Carol Luebering – Finding A Way To Forgive (article, CareNotes)

“Ask for divine help in your struggle to forgive. The God of the Judeo-Christian tradition has an ancient reputation for compassion and mercy. Try praying FOR your enemy. Don’t just ask for a change in that person’s heart or behavior; really pray FOR him or her. You may find it hard to find words for such a prayer, but words are not necessary to the God who knows your mind and heart. Just stand before God with that person at your side, and let God’s love wash over both of you until it penetrates your heart.”

Joan Borysenko – Forgiveness: A Bold Choice For A Peaceful Heart (in Preface to this book by Robin Casarjian)

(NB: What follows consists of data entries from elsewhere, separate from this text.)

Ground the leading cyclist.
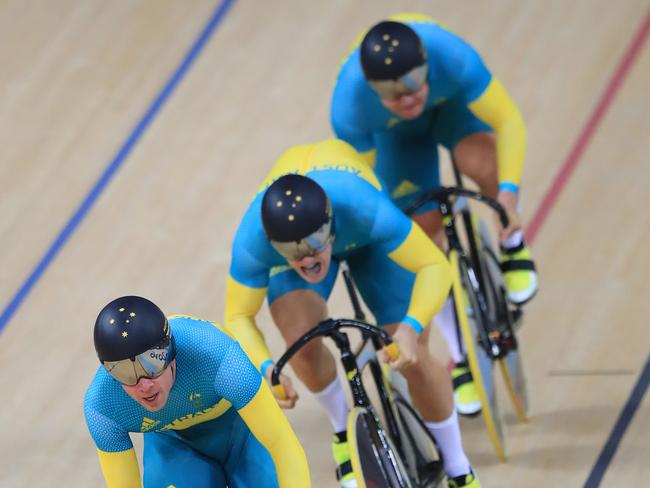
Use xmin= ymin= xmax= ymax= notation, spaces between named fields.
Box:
xmin=331 ymin=14 xmax=537 ymax=415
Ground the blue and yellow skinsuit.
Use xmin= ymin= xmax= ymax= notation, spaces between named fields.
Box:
xmin=331 ymin=14 xmax=526 ymax=212
xmin=84 ymin=316 xmax=309 ymax=488
xmin=226 ymin=139 xmax=451 ymax=376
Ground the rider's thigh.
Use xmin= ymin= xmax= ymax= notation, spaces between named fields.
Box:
xmin=143 ymin=432 xmax=226 ymax=488
xmin=270 ymin=289 xmax=327 ymax=345
xmin=225 ymin=432 xmax=278 ymax=488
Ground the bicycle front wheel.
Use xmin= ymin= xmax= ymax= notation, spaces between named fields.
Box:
xmin=348 ymin=407 xmax=413 ymax=488
xmin=482 ymin=239 xmax=528 ymax=422
xmin=449 ymin=250 xmax=506 ymax=462
xmin=395 ymin=397 xmax=445 ymax=488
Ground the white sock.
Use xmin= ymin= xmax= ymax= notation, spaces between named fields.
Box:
xmin=501 ymin=230 xmax=524 ymax=249
xmin=425 ymin=410 xmax=471 ymax=478
xmin=433 ymin=297 xmax=465 ymax=363
xmin=316 ymin=376 xmax=349 ymax=432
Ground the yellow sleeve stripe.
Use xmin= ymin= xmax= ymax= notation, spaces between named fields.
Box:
xmin=225 ymin=276 xmax=267 ymax=322
xmin=239 ymin=381 xmax=310 ymax=488
xmin=389 ymin=224 xmax=451 ymax=327
xmin=97 ymin=448 xmax=142 ymax=488
xmin=469 ymin=77 xmax=526 ymax=185
xmin=224 ymin=276 xmax=271 ymax=369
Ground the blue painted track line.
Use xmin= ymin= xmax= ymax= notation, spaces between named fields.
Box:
xmin=0 ymin=0 xmax=235 ymax=333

“Forgiveness entails the authentic acceptance of our own worthiness as human beings, the understanding that mistakes are opportunities for growth, awareness and the cultivation of compassion, and the realization that the extension of love to ourselves and others is the glue that holds the universe together. Forgiveness…is not a set of behaviors, but an attitude.”

Robin Casarjian – Forgiveness: A Bold Choice For A Peaceful Heart

“Sometimes forgiving was easy for me; sometimes forgiving was a very bold choice. Whatever kind of choice it was, it always led me to a more peaceful heart. It always left me happier and free to move on to create healthier relationships with others and with myself.”

Robin Casarjian – Forgiveness: A Bold Choice For A Peaceful Heart

“Sometimes choices are made in the name of forgiveness while what is occurring isn’t forgiveness at all. It is important not to confuse being forgiving with denying your own feelings, needs, and desires. Forgiving doesn’t mean being passive and staying in a job or a relationship that clearly doesn’t work for you or is abusive. It is important that you are clear about your boundaries. What is acceptable for you? If you are willing to allow unacceptable behavior again and again in the name of ‘forgiveness,’ you are more than likely using ‘forgiveness’ as an excuse not to take responsibility for taking care of yourself or as a way to avoid making changes.”

Robin Casarjian – Forgiveness: A Bold Choice For A Peaceful Heart

“Don’t allow your self-forgiveness to be contingent upon somebody else’s readiness or willingness to forgive you. They may get something out of holding on to anger that they aren’t ready to let go of. They may be too frightened or wounded to let go of their anger. Feeling angry may be an important part of their healing process at this time. Allow others to be where they are. Respect their right to feel the way they feel.”